En 1943-1944, le vent tourne lorsque la 14e Armée britannique remporte une série de batailles chaudement livrées dans le nord de la Birmanie et dans l’est de l’Inde. De nombreux Canadiens combattent aux côtés de l’Armée et des Forces aériennes britanniques durant ces opérations. Parmi eux se trouve le major Charles Hoey Duncan, de la Colombie-Britannique, qui joignit les rangs de l’Armée britannique au milieu des années 1930. En février 1944, en Birmanie, Hoey dirige sa compagnie d’infanterie lors d’une opération visant à prendre d’assaut une colline détenue par les Japonais. Il tombe au combat, mais on lui décerne la Croix de Victoria pour sa bravoure.
Le sous-lieutenant d’aviation H. Armstrong, qui pilote des aéronefs Hurricanes au sein de l’Escadron 185 de la RAF, abat trois bombardiers japonais et participe à la destruction d’un quatrième en à peine trois jours, en mars 1943.
En Asie, les Britanniques constatent que l’aéronef américain B-24 Liberator s’avère un bombardier à long rayon d’action particulièrement efficace. Peu de temps après, plusieurs escadrons de ces gros avions sont déployés sur place. Nombre de membres de ces unités ont suivi leur formation en Colombie-Britannique. Aujourd’hui encore, ces anciens combattants sont connus comme étant les « Bombardiers de la Birmanie » (« Burma Bombers »).
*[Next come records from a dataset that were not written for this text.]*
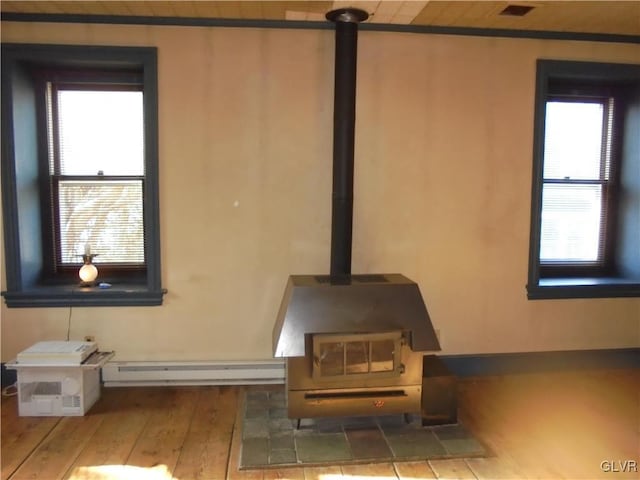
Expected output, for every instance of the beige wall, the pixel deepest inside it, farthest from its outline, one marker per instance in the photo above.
(443, 178)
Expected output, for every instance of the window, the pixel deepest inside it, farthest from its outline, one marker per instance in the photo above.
(585, 200)
(80, 174)
(96, 167)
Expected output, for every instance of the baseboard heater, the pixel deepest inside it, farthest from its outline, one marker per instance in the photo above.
(122, 374)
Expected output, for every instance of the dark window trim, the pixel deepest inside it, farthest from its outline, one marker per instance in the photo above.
(23, 234)
(614, 281)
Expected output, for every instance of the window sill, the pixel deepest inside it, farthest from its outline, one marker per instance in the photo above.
(121, 295)
(584, 287)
En novembre 1944, les Alliés entreprennent une campagne visant à repousser l’ennemi hors de l’Inde et de la Birmanie. Pour ce faire, ils doivent franchir une chaîne de montagnes et se rendre en plein cœur de la jungle birmane. Comme il n’y avait pas de routes dans les montagnes, le général britannique sir William Slim trouve une solution particulièrement innovatrice pour l’époque. Elle consiste à assurer le transport de toutes les troupes par voie aérienne. Pour y parvenir, il doit recourir à un grand nombre d’aéronefs de ravitaillement pouvant atterrir sur des pistes de terre, derrière les lignes, ou faire parachuter du matériel directement sur les lignes de front.
L’imposante flotte aérienne comprend notamment les escadrons de transport canadiens 435 et 436, des avions bimoteurs de type Dakota. Les deux escadrons assurent le transport des troupes, des munitions et de la nourriture jusqu’aux limites du territoire ennemi. Ils sont fréquemment la cible de tirs au sol, et deux Dakotas sont abattus par des chasseurs japonais.
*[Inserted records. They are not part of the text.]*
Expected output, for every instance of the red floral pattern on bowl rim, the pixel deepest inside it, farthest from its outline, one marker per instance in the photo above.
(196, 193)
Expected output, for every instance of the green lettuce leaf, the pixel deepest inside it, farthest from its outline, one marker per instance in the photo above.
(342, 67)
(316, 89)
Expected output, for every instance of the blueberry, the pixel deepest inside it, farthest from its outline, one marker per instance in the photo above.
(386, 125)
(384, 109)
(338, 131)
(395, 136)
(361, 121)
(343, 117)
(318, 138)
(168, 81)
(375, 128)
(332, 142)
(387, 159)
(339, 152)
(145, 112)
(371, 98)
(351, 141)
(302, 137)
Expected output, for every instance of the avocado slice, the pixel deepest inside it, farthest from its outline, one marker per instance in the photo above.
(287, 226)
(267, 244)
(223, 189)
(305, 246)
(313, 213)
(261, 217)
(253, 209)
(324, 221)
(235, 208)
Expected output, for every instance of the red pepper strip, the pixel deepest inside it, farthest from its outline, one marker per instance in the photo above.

Les Canadiens servent au sein d’autres groupes spéciaux en Asie, notamment la « Sea Reconnaissance Unit », un groupe d’hommes-grenouilles qui assurent l’avant-garde lorsque l’Armée britannique doit franchir des cours d’eau en Birmanie. Le capitaine de corvette B.S. Wright est à la tête de l’unité, et le capitaine d’aviation G.H. Avery mérite la première Croix militaire à être décernée à un homme-grenouille, en reconnaissance de son courage pendant la traversée du fleuve Irrawaddy.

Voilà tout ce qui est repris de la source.